Hükümet sözcülerine göre bunun sırrı, ortakların “son derece uyumlu” olmaları. Bir bakıma haklılar da. Çünkü biri güya solu, diğeri Türk milliyetçiliğini, sağı, ötekisi liberalizm vurgulu merkez sağı temsil ettiği varsayılan bu üç partili hükümet içinde çıkan ufak tefek sorunların hemen hiçbirinde “ideoloji”nin esamesi okunmuyordu. Dahası, önceleri aralarında bu türden sorunların mutlaka çıkacağı beklenen DSP ve MHP giderek öylesine “uyumlu” hale geldiler ki, ANAP’ın bu ikisiyle farklılığı daha fazla dikkat çeker bile olabildi. MHP’nin kimi ideolojik dirençlerini yumuşatmasına, ekonomi yönetiminde dördüncü plana konulmasına mukabil kadrolaşma bahsinde önünün açılmış olması, örneğin üniversitelerde ve başında DSP’li bir bakanın bulunduğu MEB’de ciddi bir kadrolaşma, etkinlik sağlaması da “uyumluluğun” önemli bir unsuru ve gereği oldu.

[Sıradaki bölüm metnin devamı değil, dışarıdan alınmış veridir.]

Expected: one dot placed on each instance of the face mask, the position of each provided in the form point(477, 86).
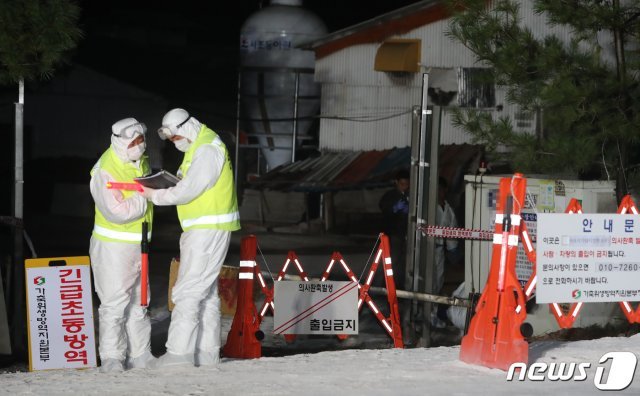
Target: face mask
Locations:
point(182, 144)
point(134, 153)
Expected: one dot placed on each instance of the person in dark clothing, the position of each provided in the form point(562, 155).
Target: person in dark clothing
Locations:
point(394, 205)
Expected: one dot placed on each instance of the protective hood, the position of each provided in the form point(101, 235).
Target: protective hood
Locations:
point(123, 133)
point(178, 122)
point(190, 129)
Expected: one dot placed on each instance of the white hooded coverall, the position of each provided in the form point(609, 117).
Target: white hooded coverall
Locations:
point(194, 331)
point(124, 325)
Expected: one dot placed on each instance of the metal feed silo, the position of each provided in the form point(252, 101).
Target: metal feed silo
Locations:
point(277, 94)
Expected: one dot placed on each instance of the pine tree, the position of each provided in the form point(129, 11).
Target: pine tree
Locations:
point(35, 36)
point(587, 109)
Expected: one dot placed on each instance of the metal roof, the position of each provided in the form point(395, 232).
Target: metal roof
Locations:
point(337, 171)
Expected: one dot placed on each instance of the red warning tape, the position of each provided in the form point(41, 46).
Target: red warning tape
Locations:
point(457, 233)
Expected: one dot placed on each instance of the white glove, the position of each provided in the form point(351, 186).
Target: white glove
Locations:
point(147, 193)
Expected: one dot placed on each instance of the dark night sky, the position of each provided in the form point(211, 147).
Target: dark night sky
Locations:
point(188, 49)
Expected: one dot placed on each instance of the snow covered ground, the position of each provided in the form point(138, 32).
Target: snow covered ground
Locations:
point(419, 371)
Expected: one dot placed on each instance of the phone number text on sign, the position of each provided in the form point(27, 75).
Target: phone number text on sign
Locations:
point(588, 258)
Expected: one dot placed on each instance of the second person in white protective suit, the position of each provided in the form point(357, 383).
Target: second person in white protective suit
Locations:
point(208, 213)
point(124, 325)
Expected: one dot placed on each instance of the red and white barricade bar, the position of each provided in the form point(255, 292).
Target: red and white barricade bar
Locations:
point(247, 319)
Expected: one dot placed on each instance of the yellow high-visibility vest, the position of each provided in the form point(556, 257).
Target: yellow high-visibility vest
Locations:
point(217, 207)
point(129, 232)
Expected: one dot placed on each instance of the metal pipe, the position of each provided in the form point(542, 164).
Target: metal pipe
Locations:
point(295, 119)
point(238, 104)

Fakat, başarı ve icraat sicili bu denli bozuk bir hükümetin bu kadar süre işbaşında kalması ve daha da kalabilecek görünmesinin bu uyumlulukla izah edilemeyeceğinin herkes gibi hükümet de farkında. Şu iki buçuk yılı süresince, iki gayet ciddi ekonomik kriz-çöküş yaşadığımız, Körfez depremi esnasında içler acısı perişanlıktaki performansına tanık olduğumuz, Cumhurbaşkanlığı ile aralarında bazen skandal derecesinde uyumsuzluklarını gördüğümüz bir bakanı intihara teşebbüse, ikisini istifaya mecbur bırakan yolsuzluklarını izlediğimiz, Sadettin Tantan vakasının karanlık arka planını hâlâ merak ettiğimiz, af rezaletini, F-tipi hapisaneler konusundaki sinik tutumunu ve yaptığı vahşice kıyımı hâlâ unutamadığımız... ve bütün bunların sonucunda daha iktidarlarının ilk yılı dolmadan Cumhuriyet tarihinin en düşük prestijli, en az güvenilen ve en alt popülarite düzeyine inmiş yönetimi haline gelmiş bir hükümet söz konusu. Onun bu sicile rağmen, herhangi bir düşme, düşürülme tehlikesi dahi atlatmadan iş başında kalabilmiş olması.. İşte bu, gerçekten benzeri olmayan bir olgu, olağandışı bir durumdur.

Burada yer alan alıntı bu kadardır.